Terdapat kesulitan baik kalangan praktisi maupun akademisi dalam
menyimpulkan apakah MoU Helsinki yang merupakan Perjanjian Damai
antara Pemerintah RI dengan Gerakan Aceh Merdeka pada tanggal 15
Agustus 2005 yang dimotori oleh Marti Ahtisari yang merupakan mantan
Presiden Finlandia.

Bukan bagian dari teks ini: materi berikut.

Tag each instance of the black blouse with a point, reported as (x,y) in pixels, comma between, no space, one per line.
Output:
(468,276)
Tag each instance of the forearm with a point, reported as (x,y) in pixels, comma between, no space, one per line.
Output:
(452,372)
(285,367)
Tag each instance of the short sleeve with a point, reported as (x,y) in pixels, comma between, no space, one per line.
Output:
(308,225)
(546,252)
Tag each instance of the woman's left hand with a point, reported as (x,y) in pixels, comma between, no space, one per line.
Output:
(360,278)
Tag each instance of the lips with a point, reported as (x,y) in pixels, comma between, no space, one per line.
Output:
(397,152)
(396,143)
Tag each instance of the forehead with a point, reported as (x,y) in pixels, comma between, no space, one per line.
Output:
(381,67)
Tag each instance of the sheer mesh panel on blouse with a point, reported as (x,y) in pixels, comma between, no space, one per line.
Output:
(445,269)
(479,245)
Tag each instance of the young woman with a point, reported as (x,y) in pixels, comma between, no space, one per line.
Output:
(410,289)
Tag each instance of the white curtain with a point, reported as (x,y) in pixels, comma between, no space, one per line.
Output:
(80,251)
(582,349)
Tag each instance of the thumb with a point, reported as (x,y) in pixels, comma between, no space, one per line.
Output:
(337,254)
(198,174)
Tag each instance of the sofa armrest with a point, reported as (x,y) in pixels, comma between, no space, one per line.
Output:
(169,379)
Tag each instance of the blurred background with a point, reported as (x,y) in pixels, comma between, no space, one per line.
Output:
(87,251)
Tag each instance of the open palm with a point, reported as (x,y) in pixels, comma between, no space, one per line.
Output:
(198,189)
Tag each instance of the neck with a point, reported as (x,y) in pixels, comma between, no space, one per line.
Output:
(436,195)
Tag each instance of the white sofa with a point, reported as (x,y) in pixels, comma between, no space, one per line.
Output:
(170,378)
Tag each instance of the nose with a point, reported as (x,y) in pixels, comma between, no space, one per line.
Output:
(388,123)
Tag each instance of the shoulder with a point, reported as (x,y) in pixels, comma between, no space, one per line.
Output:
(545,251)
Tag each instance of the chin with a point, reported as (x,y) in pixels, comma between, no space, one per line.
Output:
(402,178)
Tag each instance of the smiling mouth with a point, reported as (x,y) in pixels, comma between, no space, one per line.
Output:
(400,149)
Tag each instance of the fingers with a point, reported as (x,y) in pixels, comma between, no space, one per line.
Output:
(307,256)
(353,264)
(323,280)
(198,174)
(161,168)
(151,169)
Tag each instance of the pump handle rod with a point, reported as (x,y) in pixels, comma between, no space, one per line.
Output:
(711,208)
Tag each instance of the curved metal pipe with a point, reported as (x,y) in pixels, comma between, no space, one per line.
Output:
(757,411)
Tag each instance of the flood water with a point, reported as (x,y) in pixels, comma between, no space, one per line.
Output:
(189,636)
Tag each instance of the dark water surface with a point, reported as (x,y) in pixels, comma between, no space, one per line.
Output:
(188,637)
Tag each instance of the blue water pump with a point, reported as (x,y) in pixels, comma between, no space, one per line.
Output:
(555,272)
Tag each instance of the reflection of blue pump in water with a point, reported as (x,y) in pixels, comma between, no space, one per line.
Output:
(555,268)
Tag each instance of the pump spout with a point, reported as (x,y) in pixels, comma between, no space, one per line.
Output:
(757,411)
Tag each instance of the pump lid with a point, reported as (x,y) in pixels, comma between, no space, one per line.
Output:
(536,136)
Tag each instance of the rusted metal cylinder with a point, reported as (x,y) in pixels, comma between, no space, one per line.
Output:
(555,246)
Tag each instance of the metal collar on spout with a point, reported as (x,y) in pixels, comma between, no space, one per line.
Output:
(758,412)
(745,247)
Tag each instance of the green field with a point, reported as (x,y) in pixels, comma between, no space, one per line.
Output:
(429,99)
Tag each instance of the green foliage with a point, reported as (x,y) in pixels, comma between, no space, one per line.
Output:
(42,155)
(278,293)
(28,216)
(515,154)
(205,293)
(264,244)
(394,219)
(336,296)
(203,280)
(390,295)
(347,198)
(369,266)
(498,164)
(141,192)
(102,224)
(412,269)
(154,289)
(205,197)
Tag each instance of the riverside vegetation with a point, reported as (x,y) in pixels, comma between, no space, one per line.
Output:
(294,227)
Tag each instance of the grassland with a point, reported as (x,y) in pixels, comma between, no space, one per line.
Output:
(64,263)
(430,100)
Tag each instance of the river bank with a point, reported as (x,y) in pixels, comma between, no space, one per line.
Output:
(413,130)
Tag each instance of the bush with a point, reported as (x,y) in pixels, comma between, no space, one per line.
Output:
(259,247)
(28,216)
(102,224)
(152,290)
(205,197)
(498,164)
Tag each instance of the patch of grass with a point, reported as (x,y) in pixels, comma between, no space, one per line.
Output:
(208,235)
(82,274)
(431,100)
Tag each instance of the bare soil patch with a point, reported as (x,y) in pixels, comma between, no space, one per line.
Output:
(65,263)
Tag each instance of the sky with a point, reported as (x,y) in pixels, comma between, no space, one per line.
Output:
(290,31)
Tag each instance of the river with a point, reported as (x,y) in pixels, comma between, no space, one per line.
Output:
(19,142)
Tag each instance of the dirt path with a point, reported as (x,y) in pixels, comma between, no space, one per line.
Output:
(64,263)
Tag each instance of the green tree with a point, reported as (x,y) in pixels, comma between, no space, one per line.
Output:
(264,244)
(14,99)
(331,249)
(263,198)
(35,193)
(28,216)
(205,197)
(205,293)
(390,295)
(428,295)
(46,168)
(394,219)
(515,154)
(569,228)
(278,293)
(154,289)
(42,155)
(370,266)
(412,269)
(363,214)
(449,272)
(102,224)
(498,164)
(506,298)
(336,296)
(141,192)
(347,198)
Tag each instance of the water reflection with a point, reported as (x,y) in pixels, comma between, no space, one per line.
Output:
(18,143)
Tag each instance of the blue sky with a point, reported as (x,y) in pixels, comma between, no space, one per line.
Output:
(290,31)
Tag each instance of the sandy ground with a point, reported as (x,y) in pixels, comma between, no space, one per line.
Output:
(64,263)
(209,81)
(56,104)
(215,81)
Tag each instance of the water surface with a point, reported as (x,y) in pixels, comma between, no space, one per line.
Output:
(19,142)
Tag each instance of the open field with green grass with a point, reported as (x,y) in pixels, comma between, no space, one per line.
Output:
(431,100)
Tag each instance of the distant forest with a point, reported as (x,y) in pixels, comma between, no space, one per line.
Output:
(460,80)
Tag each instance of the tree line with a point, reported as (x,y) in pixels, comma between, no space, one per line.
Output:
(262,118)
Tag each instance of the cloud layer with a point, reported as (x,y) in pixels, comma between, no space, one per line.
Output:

Karena bagi kalangan yang menyebutkan MoU Helsinki
adalah perjanjian internasional juga memiliki alasan yang kuat.
Memorandum of Understanding merupakan Bentuk dan nama
perjanjian internasional yang mengacu kepada dasar hukum UU No 24 Tahun
2000 Tentang Perjanjian Internasional, yang dijelaskan secara terperinci
dalam Bab II Pasal 4 (1) Pemerintah Republik Indonesia membuat perjanjian
internasional dengan satu negara atau lebih, organisasi internasional, atau
subjek hukum internasional lain berdasarkan kesepakatan; dan para pihak
berkewajiban untuk melaksanakan perjanjian tersebut dengan iktikad baik.
Dimana bentuk dan nama perjanjian internasional dalam praktiknya
cukup beragam, antara lain : treaty, convention, agreement, memorandum of
understanding, protocol, charter, declaration, final act, arrangement, exchange
of notes, agreed minutes, summary records, process verbal, modus vivendi,
dan letter of intent.
Karena MoU merupakan salah satu bentuk perjanjian internasional
yang berlandaskan UU No 24 Tahun 2000 Tentang Perjanjian Internasional,
yang dijelaskan secara terperinci dalam Bab II Pasal 4 (1), maka MoU
menjadi sebagai dasar dan acuan hukum. Kemudian, ASNLF/GAM adalah
sebagai subjek hukum internasional lain yang mempunyai kapasitas membuat
perjanjian internasional dengan negara. Dan kapasitas ASNLF/GAM untuk
membuat perjanjian internasional dengan negara telah diterima dan diakui
oleh pihak Pemerintah RI dan Pemerintah Negara lainnya, seperti Amerika,
Jepang, dan Negara-Negara anggota Uni Eropa.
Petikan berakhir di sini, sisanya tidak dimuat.